FORMER Italian premier Silvio Berlusconi has been discharged from a Milan hospital six days after intestinal surgery and vowed to continue his campaign for a seat in the European Parliament.

Mr Berlusconi, 82, told reporters outside San Raffaele Hospital he had some fear when he was admitted to hospital last week for abdominal pain, which led to a diagnosis of an intestinal blockage.

"This made me think I had reached the end of the line. Instead, I made a formidable comeback," he said.

He said he would rest for a while and not lead any election rallies but would campaign for a seat in the European Union legislature on TV, radio and other media.

He is running in this month's election for Forza Italia, the party the media mogul founded quarter of a century ago.

"I still feel useful for the future of Italians, Europeans and of the West," Mr Berlusconi said.

After leaving hospital, he wasted no time blasting the populist coalition now governing Italy, saying the two coalition partners "can only do one thing, squabble".

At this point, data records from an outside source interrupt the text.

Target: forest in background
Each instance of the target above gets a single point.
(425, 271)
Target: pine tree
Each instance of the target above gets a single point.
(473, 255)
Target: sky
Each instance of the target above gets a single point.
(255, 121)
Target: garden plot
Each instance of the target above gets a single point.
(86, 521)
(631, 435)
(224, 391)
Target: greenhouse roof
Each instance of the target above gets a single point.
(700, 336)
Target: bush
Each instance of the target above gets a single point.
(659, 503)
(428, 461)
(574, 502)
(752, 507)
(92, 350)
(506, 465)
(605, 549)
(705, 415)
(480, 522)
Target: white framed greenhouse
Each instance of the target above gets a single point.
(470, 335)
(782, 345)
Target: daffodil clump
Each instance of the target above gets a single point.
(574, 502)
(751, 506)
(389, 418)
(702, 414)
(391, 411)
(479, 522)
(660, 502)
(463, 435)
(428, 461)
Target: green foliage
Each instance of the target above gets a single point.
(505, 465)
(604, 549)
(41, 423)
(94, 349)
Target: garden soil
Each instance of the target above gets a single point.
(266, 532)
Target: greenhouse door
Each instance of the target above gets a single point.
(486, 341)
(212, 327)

One of the governing parties is the right-wing, anti-migrant League party, which was a key ally in Mr Berlusconi's own coalition governments as premier in three stints.

Led by hardline interior minister Matteo Salvini, the party has seen soaring popularity in opinion polls and tension with its governing partner, the anti-establishment 5-Star Movement.

Mr Berlusconi said he hopes Forza Italia will be a linchpin of a majority centre-right alliance in the European Parliament that could keep nationalist forces at bay.

He laid out a vision for a trans-European centre-right partnership, including perhaps Mr Salvini and "that crazy head of Orban", a reference to right-wing Hungarian prime minister Viktor Orban.

Mr Salvini has been wooing Mr Orban for a different political alliance, and the two bonded in Hungary last week over their determination to keep migrants and asylum-seekers out of Europe.

He has been working with far-right movements in France, Germany and other northern countries to create a strong populist group in the European Parliament, with the aim of reshaping the continent's policies.

Mr Berlusconi said he wants to see the EU become a world power on a military level and to "assume the role of unifying the West, which today is divided".

If elected to the European Parliament, it would be Mr Berlusconi's first public office since he was forced to give up his Italian Senate seat due to a ban from a 2012 tax fraud conviction.

Citing his good conduct, a court last year ruled that Mr Berlusconi could be a political candidate again.